The littlest alligators were already whimpering; for they had had no dinner for three days; and it was a crowd of very sad alligators that gathered on the river shore to hear what the old alligator now had to say.

"We have only one hope left," he began. "We must go and see the Sturgeon! When I was a boy, I took that trip down to the sea along with him. He liked the salt water better than I did, and went quite a way out into the ocean. There he saw a sea fight between two of these boats; and he brought home a torpedo that had failed to explode. Suppose we go and ask him to give it to us. It is true the Sturgeon has never liked us alligators; but I got along with him pretty well myself. He is a good fellow, at bottom, and surely he will not want to see us all starve!"

The fact was that some years before an alligator had eaten one of the Sturgeon's favorite grandchildren; and for that reason the Sturgeon had refused ever since to call on the alligators or receive visits from them. Nevertheless, the alligators now trouped off in a body to the big cave under the bank of the river where they knew the Sturgeon stayed, with his torpedo beside him. There are sturgeons as much as six feet long, you know, and this one with the torpedo was of that kind.

"Mr. Sturgeon! Mr. Sturgeon!" called the alligators at the entrance of the cave. No one of them dared go in, you see, on account of that matter of the sturgeon's grandchild.

"Who is it?" answered the Sturgeon.

"We're the alligators," the latter replied in a chorus.

"I have nothing to do with alligators," grumbled the Sturgeon crossly.

But now the old alligator with the two teeth stepped forward and said:

"Why, hello, Sturgy. Don't you remember Ally, your old friend that took that trip down the river, when we were boys?"

"Well, well! Where have you been keeping yourself all these years," said the Sturgeon, surprised and pleased to hear his old friend's voice. "Sorry I didn't know it was you! How goes it? What can I do for you?"

"We've come to ask you for that torpedo you found, remember? You see, there's a warship keeps coming up and down our river scaring all the fish away. She's a whopper, I'll tell you, armor plate, guns, the whole thing! We made one dam and she knocked it down. We made another and she blew it up. The fish have all gone away and we haven't had a bite to eat in near onto a week. Now you give us your torpedo and we'll do the rest!"

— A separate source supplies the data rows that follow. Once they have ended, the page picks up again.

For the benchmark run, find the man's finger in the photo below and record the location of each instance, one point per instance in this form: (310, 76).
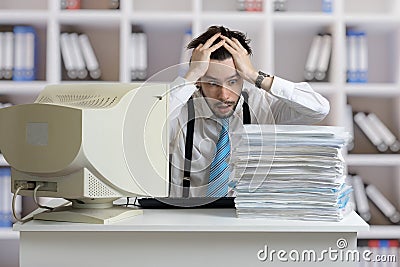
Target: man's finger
(236, 41)
(211, 40)
(216, 46)
(230, 42)
(230, 49)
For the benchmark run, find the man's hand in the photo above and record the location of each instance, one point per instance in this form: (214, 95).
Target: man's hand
(241, 59)
(201, 58)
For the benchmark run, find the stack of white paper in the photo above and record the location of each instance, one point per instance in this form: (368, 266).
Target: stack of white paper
(290, 172)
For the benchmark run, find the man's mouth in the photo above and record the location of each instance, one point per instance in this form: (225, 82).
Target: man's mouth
(225, 107)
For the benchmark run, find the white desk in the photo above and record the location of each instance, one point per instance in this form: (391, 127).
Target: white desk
(188, 237)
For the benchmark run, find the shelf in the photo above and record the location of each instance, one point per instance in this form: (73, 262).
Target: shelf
(161, 17)
(373, 159)
(16, 17)
(381, 232)
(372, 89)
(21, 88)
(101, 18)
(287, 19)
(6, 233)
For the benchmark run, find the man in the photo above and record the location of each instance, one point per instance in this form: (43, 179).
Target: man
(213, 86)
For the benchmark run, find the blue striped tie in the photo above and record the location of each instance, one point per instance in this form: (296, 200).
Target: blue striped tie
(219, 169)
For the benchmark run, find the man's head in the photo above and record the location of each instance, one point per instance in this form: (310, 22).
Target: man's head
(222, 84)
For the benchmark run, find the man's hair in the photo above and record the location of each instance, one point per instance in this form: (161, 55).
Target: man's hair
(221, 53)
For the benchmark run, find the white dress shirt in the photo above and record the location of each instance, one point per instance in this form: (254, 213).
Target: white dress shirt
(285, 103)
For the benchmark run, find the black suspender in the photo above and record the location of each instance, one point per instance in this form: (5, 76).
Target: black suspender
(188, 148)
(189, 138)
(246, 109)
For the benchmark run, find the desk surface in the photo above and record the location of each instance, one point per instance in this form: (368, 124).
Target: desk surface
(200, 220)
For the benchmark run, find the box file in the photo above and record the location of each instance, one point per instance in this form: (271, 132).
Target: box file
(24, 53)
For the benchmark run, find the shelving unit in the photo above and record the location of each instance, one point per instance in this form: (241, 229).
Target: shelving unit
(280, 41)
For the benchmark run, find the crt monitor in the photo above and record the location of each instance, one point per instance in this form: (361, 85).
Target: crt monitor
(90, 144)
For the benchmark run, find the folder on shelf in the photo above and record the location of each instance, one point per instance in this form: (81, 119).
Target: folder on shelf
(66, 53)
(25, 40)
(70, 4)
(357, 56)
(89, 56)
(383, 204)
(114, 4)
(387, 136)
(327, 6)
(139, 55)
(361, 119)
(318, 58)
(324, 57)
(77, 56)
(349, 126)
(280, 5)
(312, 58)
(185, 53)
(6, 52)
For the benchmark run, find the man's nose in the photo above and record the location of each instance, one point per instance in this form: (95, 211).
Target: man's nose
(224, 93)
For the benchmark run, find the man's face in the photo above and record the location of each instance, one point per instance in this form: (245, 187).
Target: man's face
(221, 86)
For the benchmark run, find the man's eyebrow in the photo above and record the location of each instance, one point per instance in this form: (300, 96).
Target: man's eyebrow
(216, 79)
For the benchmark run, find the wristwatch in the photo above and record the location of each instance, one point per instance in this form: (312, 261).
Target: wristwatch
(260, 78)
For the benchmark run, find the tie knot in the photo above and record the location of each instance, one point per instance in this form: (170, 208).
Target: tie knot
(225, 123)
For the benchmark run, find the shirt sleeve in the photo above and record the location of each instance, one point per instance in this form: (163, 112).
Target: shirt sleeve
(296, 103)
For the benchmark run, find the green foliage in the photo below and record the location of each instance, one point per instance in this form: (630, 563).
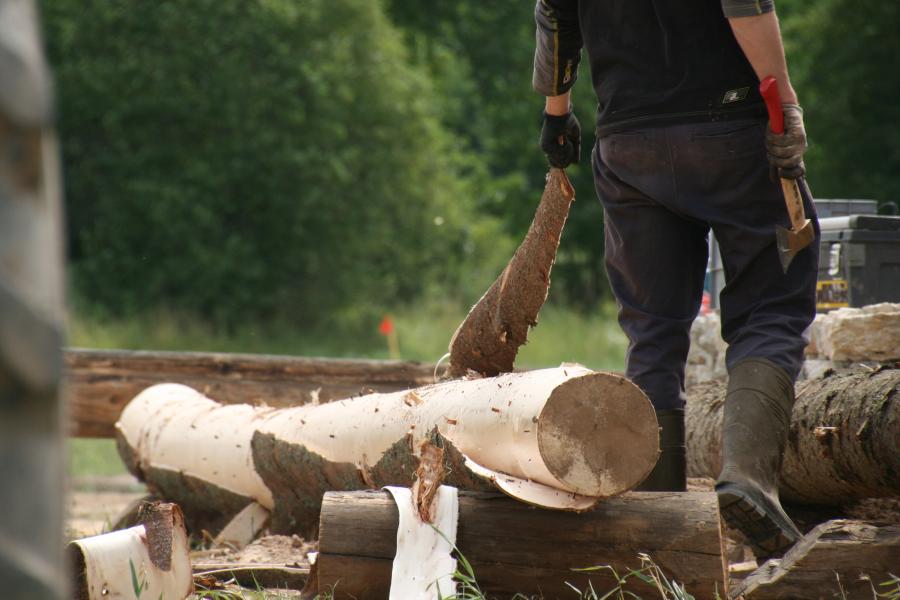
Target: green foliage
(843, 55)
(239, 160)
(480, 56)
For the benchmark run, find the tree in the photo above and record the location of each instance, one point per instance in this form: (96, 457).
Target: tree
(245, 159)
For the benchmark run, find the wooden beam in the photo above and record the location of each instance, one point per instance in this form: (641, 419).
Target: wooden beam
(515, 548)
(837, 559)
(101, 382)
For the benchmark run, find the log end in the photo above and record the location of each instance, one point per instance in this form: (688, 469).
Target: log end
(598, 435)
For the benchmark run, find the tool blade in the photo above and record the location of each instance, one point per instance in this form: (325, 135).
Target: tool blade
(791, 242)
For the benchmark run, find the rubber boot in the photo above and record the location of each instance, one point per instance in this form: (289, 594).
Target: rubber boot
(669, 473)
(755, 429)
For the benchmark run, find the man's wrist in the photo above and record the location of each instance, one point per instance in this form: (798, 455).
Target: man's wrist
(558, 105)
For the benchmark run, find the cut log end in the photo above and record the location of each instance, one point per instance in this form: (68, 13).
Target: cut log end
(622, 436)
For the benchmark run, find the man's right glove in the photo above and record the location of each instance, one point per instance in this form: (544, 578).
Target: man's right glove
(786, 151)
(561, 139)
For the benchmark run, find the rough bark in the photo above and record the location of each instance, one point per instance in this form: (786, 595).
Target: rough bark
(101, 382)
(489, 338)
(844, 441)
(155, 554)
(552, 437)
(513, 548)
(838, 559)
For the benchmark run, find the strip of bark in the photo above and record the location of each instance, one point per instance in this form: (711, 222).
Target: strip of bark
(489, 338)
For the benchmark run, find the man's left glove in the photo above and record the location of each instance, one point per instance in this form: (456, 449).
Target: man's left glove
(561, 139)
(786, 151)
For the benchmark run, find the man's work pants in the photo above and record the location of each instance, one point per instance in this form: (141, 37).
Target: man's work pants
(662, 189)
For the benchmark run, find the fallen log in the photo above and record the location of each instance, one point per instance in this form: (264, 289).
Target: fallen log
(152, 558)
(837, 559)
(489, 338)
(513, 548)
(844, 442)
(101, 382)
(553, 437)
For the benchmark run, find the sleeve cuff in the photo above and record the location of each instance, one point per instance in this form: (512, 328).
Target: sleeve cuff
(746, 8)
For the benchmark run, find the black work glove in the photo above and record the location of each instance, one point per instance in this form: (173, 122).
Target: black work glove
(561, 139)
(786, 151)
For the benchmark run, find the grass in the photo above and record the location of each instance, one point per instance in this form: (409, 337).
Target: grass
(424, 331)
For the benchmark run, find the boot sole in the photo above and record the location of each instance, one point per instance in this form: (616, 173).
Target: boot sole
(767, 538)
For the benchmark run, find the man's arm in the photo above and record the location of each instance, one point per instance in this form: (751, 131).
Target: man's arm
(557, 47)
(756, 30)
(755, 27)
(557, 53)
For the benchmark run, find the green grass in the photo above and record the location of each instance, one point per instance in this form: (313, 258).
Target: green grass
(94, 457)
(424, 331)
(562, 335)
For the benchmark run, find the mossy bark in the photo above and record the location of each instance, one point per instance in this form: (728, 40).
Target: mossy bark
(489, 338)
(844, 441)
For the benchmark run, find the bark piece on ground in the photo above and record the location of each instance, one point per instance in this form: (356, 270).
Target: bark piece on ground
(152, 558)
(836, 559)
(489, 338)
(844, 441)
(514, 548)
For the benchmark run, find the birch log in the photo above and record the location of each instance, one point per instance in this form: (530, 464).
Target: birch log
(559, 438)
(150, 560)
(99, 383)
(515, 549)
(844, 442)
(489, 338)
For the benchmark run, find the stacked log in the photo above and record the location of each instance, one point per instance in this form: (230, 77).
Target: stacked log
(513, 548)
(844, 442)
(559, 438)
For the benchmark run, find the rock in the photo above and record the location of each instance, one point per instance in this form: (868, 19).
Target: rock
(870, 333)
(706, 359)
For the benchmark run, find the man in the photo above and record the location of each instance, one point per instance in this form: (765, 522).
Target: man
(682, 145)
(31, 296)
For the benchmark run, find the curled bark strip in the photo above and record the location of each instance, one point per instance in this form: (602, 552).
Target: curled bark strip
(489, 338)
(844, 442)
(153, 557)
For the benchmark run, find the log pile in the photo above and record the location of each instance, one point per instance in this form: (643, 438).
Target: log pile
(844, 442)
(559, 438)
(513, 548)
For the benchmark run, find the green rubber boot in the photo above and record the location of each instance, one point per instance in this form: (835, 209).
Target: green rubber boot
(669, 473)
(757, 419)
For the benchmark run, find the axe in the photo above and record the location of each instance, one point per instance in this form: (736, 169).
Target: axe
(801, 234)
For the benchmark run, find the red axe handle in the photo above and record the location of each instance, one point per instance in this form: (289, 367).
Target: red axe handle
(769, 90)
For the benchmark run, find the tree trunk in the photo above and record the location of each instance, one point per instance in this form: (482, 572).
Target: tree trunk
(513, 548)
(844, 441)
(152, 558)
(552, 437)
(489, 338)
(838, 559)
(101, 382)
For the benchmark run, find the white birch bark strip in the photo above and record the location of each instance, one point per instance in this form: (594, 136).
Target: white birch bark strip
(423, 567)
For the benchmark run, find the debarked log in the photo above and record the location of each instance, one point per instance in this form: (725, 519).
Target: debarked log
(844, 442)
(99, 383)
(559, 438)
(514, 548)
(152, 559)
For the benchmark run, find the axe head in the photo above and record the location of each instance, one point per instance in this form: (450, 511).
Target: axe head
(791, 241)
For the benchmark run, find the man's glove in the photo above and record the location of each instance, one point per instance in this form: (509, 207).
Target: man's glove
(561, 139)
(786, 151)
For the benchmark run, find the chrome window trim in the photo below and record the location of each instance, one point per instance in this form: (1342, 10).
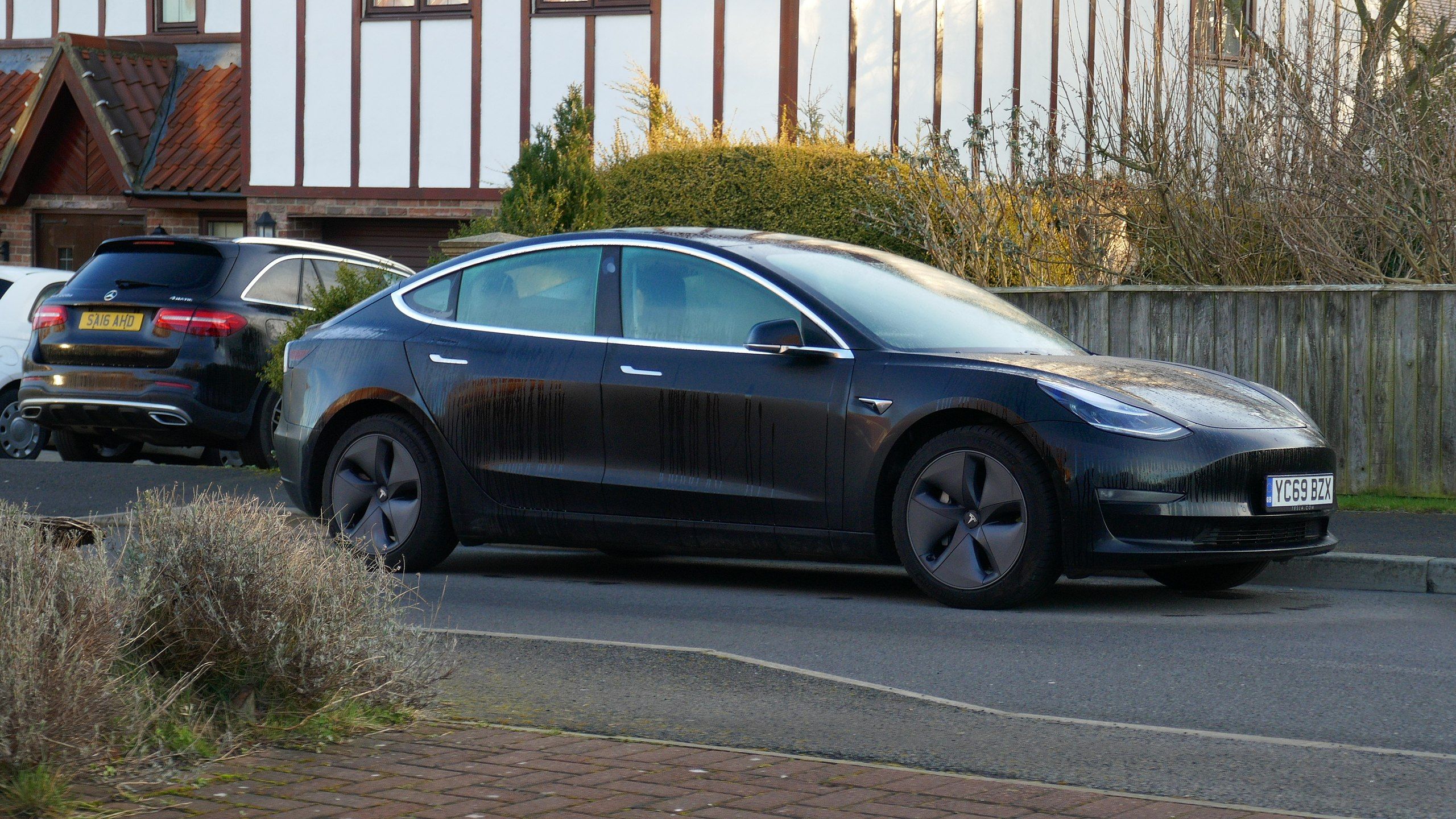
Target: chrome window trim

The Sturgeon sat thinking for a long time, scratching his chin with one of his fins. At last he answered:

"As for the torpedo, all right! You can have it in spite of what you did to my eldest son's first-born. But there's one trouble: who knows how to work the thing?"

The alligators were all silent. Not one of them had ever seen a torpedo.

"Well," said the Sturgeon, proudly, "I can see I'll have to go with you myself. I've lived next to that torpedo a long time. I know all about torpedoes."

The first task was to bring the torpedo down to the dam. The alligators got into line, the one behind taking in his mouth the tail of the one in front. When the line was formed it was fully a quarter of a mile long. The Sturgeon pushed the torpedo out into the current, and got under it so as to hold it up near the top of the water on his back. Then he took the tail of the last alligator in his teeth, and gave the signal to go ahead. The Sturgeon kept the torpedo afloat, while the alligators towed him along. In this way they went so fast that a wide wake followed on after the torpedo; and by the next morning they were back at the place where the dam was made.

As the little alligators who had stayed at home reported, the warship had already gone by upstream. But this pleased the others all the more. Now they would build a new dam, stronger than ever before, and catch the steamer in a trap, so that it would never get home again.

They worked all that day and all the next night, making a thick, almost solid dike, with barely enough room between the piles for the alligators to stick their heads through. They had just finished when the gunboat came into view.